Le prolétariat révolutionnaire d’Allemagne s’est détourné du "parlementarisme vénal et corrompu de la société bourgeoise", du "système de l’illusion et de la tromperie". Ce prolétariat a pleinement reconnu le mot d’ordre de combat : "Tout le pouvoir aux conseils !" Il a dû comprendre qu’on ne peut pas "tirer parti" du parlement bourgeois. Il a reconnu les syndicats comme des institutions qui entraînent nécessairement une communauté de travail entre exploiteurs et exploités, et par là sabotent la lutte de classe, et peu importe que ses membres critiquent ceci ou cela. Le prolétariat révolutionnaire d’Allemagne a dû expier par des montagnes de cadavres d’ouvriers le fait de s’en être remis aux chefs. La Centrale de mauvaise réputation de la Ligue Spartakus a annihilé cette dernière illusion. Le prolétariat en a assez de tout cela, définitivement !

Et maintenant Lénine arrive et il cherche à faire oublier les leçons amères de la révolution allemande et ses propres leçons ? Cherche-t-il à faire oublier que Marx a enseigné que ce ne sont pas les personnes qui sont responsables ? C’est le parlementarisme qu’il faut combattre et non pas l’individu parlementaire !

Voilà déjà quelques mois au cours desquels des "communistes" ont siégé au Reichstag. Qu’on lise les comptes rendus parlementaires des sessions puisque Levi-Zetkin "ont tiré parti" de cette tribune "en révolutionnaires, en communistes" (du reste, un verbiage journalistique vide de sens !) ! Vous avez lu les comptes rendus, camarade Lénine. Où est votre "critique la plus violente, la plus implacable, la plus intransigeante" ? En avez-vous donc été satisfait ?...

C’est facile à démontrer ; le KAPD a tiré parti plus efficacement de la "lutte électorale", au sens d’une agitation révolutionnaire, et il a pu en tirer parti plus efficacement que les communistes parlementaires, justement parce qu’il n’avait pas de "candidats" qui couraient après le bétail électoral. Le KAPD a démasqué l’escroquerie parlementaire et a porté les idées des conseils jusque dans les villages les plus reculés. Mais les chasseurs de mandat ont confirmé, durant les quelques mois de leur activité au parlement, que nous avons raison d’être des anti-parlementaires.

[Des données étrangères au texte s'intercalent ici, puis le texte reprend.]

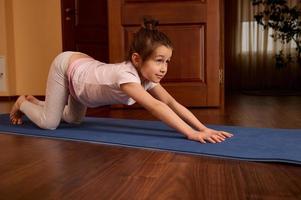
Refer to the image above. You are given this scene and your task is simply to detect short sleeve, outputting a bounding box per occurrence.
[144,81,158,90]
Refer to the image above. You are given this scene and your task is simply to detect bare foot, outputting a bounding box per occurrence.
[9,95,26,124]
[25,95,40,105]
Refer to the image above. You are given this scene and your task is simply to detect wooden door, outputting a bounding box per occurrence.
[61,0,108,62]
[108,0,223,107]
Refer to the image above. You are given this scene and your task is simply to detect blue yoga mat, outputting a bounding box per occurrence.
[0,114,301,164]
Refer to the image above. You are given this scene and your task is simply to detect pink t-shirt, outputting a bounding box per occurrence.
[68,58,156,107]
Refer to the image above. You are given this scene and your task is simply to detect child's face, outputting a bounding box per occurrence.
[139,45,172,83]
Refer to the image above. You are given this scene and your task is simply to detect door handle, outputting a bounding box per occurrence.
[65,8,76,15]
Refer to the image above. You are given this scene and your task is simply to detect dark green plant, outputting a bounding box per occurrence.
[251,0,301,68]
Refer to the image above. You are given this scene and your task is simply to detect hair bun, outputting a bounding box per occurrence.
[143,18,159,30]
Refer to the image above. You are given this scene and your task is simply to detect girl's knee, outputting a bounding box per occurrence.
[38,119,60,130]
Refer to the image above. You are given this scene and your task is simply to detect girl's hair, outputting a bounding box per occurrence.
[127,18,173,61]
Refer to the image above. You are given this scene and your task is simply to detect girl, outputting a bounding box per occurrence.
[10,20,232,143]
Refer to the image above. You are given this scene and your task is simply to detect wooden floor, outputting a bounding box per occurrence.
[0,95,301,200]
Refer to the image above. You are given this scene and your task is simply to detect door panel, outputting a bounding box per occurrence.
[61,0,108,62]
[108,0,223,106]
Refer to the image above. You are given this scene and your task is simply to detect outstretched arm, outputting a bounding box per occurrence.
[121,83,232,143]
[150,84,232,143]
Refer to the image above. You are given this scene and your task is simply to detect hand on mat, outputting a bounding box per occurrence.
[188,128,233,143]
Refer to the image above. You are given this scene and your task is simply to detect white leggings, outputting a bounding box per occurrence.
[20,52,87,130]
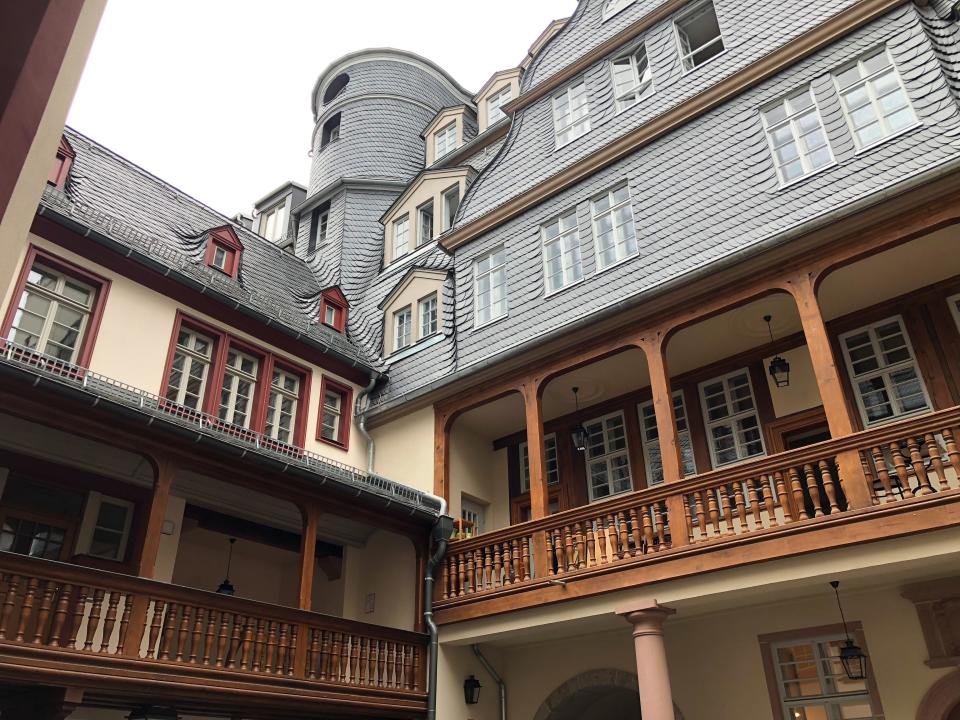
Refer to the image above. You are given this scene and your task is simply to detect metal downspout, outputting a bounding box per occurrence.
[470,644,507,720]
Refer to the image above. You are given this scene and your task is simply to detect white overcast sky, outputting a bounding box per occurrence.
[67,0,576,215]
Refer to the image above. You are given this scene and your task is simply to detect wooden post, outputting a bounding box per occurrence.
[785,272,873,508]
[297,502,320,610]
[640,333,690,547]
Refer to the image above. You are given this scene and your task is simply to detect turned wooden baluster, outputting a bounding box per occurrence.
[817,460,840,515]
[923,433,950,492]
[100,590,120,653]
[907,437,935,495]
[48,585,72,647]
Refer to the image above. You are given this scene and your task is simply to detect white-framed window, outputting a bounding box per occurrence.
[840,315,931,425]
[7,263,97,362]
[217,348,260,428]
[417,293,437,339]
[610,44,653,112]
[590,183,640,270]
[760,85,833,185]
[833,46,917,149]
[473,245,507,326]
[393,305,413,351]
[540,208,583,295]
[700,368,766,468]
[553,78,590,148]
[770,635,877,720]
[393,215,410,260]
[583,412,633,502]
[443,183,460,231]
[487,85,513,127]
[673,0,724,71]
[603,0,633,20]
[637,390,697,485]
[433,120,457,161]
[417,199,433,247]
[263,367,300,444]
[519,433,560,493]
[165,327,213,410]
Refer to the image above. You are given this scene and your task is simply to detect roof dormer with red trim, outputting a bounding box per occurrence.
[47,135,77,190]
[204,225,243,278]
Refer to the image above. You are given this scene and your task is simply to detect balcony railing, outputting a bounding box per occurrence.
[436,408,960,608]
[0,553,427,705]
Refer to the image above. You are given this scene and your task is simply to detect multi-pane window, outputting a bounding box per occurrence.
[840,316,930,425]
[584,412,633,502]
[590,183,640,270]
[473,247,507,325]
[540,209,583,294]
[520,433,560,493]
[165,327,213,410]
[417,200,436,247]
[417,293,437,338]
[761,86,833,184]
[700,370,765,467]
[834,47,917,148]
[7,263,96,362]
[433,121,457,160]
[393,305,413,351]
[610,45,653,112]
[263,368,300,444]
[553,80,590,147]
[674,2,723,70]
[218,348,260,428]
[770,635,876,720]
[487,85,513,127]
[639,390,697,485]
[393,215,410,260]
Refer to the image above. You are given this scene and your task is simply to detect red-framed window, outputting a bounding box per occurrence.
[47,135,77,190]
[204,225,243,278]
[317,375,353,450]
[320,287,349,333]
[2,245,110,367]
[160,312,311,447]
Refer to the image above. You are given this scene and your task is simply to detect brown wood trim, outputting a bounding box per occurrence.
[440,0,903,251]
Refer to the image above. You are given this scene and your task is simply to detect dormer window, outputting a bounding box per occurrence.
[205,225,243,278]
[433,121,457,161]
[47,136,77,190]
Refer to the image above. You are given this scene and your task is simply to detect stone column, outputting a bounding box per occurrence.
[616,599,676,720]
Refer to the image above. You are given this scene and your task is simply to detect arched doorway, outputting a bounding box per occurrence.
[534,669,683,720]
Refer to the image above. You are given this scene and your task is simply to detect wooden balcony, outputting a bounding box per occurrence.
[0,553,427,718]
[436,407,960,623]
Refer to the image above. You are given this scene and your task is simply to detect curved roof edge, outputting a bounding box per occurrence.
[310,47,473,121]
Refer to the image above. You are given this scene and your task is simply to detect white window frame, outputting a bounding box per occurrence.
[487,85,513,127]
[393,305,413,352]
[610,44,653,113]
[838,315,933,427]
[517,433,560,494]
[473,245,510,327]
[433,120,457,162]
[697,367,767,469]
[417,292,440,340]
[637,390,697,485]
[583,410,633,502]
[590,181,640,272]
[673,0,727,74]
[833,45,920,152]
[540,207,583,296]
[550,77,590,150]
[760,85,837,187]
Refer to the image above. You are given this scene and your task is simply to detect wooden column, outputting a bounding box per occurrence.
[640,333,690,547]
[297,502,320,610]
[615,600,676,720]
[785,272,873,508]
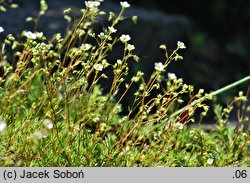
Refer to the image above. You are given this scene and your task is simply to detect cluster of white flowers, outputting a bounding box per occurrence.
[168,73,177,80]
[0,27,4,33]
[108,27,117,33]
[120,34,131,43]
[120,1,130,8]
[177,41,186,49]
[116,59,122,65]
[85,1,101,11]
[94,64,103,71]
[24,31,43,39]
[155,62,165,72]
[80,43,91,51]
[0,120,7,132]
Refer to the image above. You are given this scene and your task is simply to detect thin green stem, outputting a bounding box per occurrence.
[168,76,250,123]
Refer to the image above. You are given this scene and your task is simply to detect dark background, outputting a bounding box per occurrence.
[0,0,250,103]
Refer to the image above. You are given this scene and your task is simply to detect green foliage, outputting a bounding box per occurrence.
[0,0,250,166]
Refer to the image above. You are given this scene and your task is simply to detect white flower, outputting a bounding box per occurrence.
[85,1,101,9]
[207,158,214,165]
[173,123,184,130]
[120,1,130,8]
[177,41,186,49]
[80,43,91,51]
[24,31,43,39]
[116,59,122,65]
[127,44,135,51]
[0,27,4,33]
[94,64,103,71]
[155,62,165,72]
[43,119,54,129]
[168,73,177,80]
[108,27,117,33]
[0,120,7,132]
[120,34,131,43]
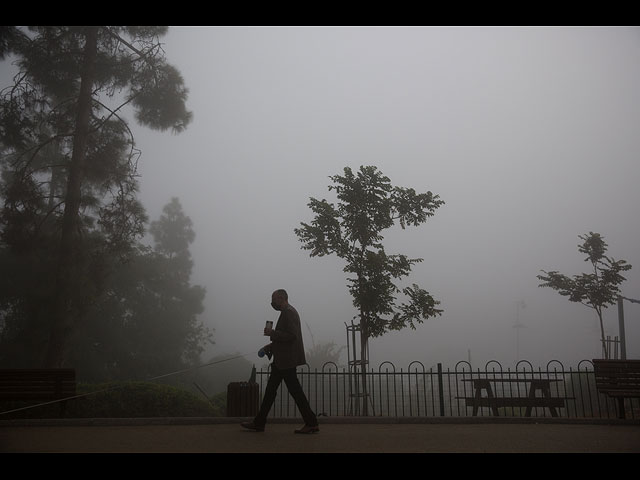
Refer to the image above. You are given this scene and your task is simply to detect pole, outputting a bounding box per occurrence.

La pensée léniniste ne vous a-t-elle jamais traversé l’esprit, camarade Lénine, que, dans un pays avec 40 ans de bouffonnerie parlementaire de la sociale-démocratie (laquelle voulait également au début "tirer parti" de cette tribune uniquement pour la propagande !), c’est un acte totalement réactionnaire que d’aller au parlement ? Ne comprenez-vous pas qu’un pays de crétinisme parlementaire ne peut stigmatiser le parlementarisme que par le boycott ? Il n’existe pas de stigmatisation plus violente, aucune qui pénètre plus profondément dans la conscience des ouvriers ! Un parlement démasqué par le boycott effectué par des prolétaires ne pourra jamais tromper et abuser des prolétaires. Mais un discours "programmatique" correct, que Clara Zetkin tient sous l’approbation des journaux bourgeois et sociaux-démocrates, et à partir duquel la presse restitue ce qui lui convient, un tel discours engendre de la considération pour le parlement bourgeois ! Si les patrons de l’USP n’étaient pas allés à l’Assemblée nationale constituante, le développement de la conscience des prolétaires allemands aurait déjà fortement progressé aujourd’hui.

III

Lénine est favorable à "la centralisation la plus stricte" et à "une discipline de fer". Il veut que la III° Internationale le proclame et qu’elle écarte tous ceux qui, comme le KAPD, s’opposent de manière critique à la toute-puissance des chefs.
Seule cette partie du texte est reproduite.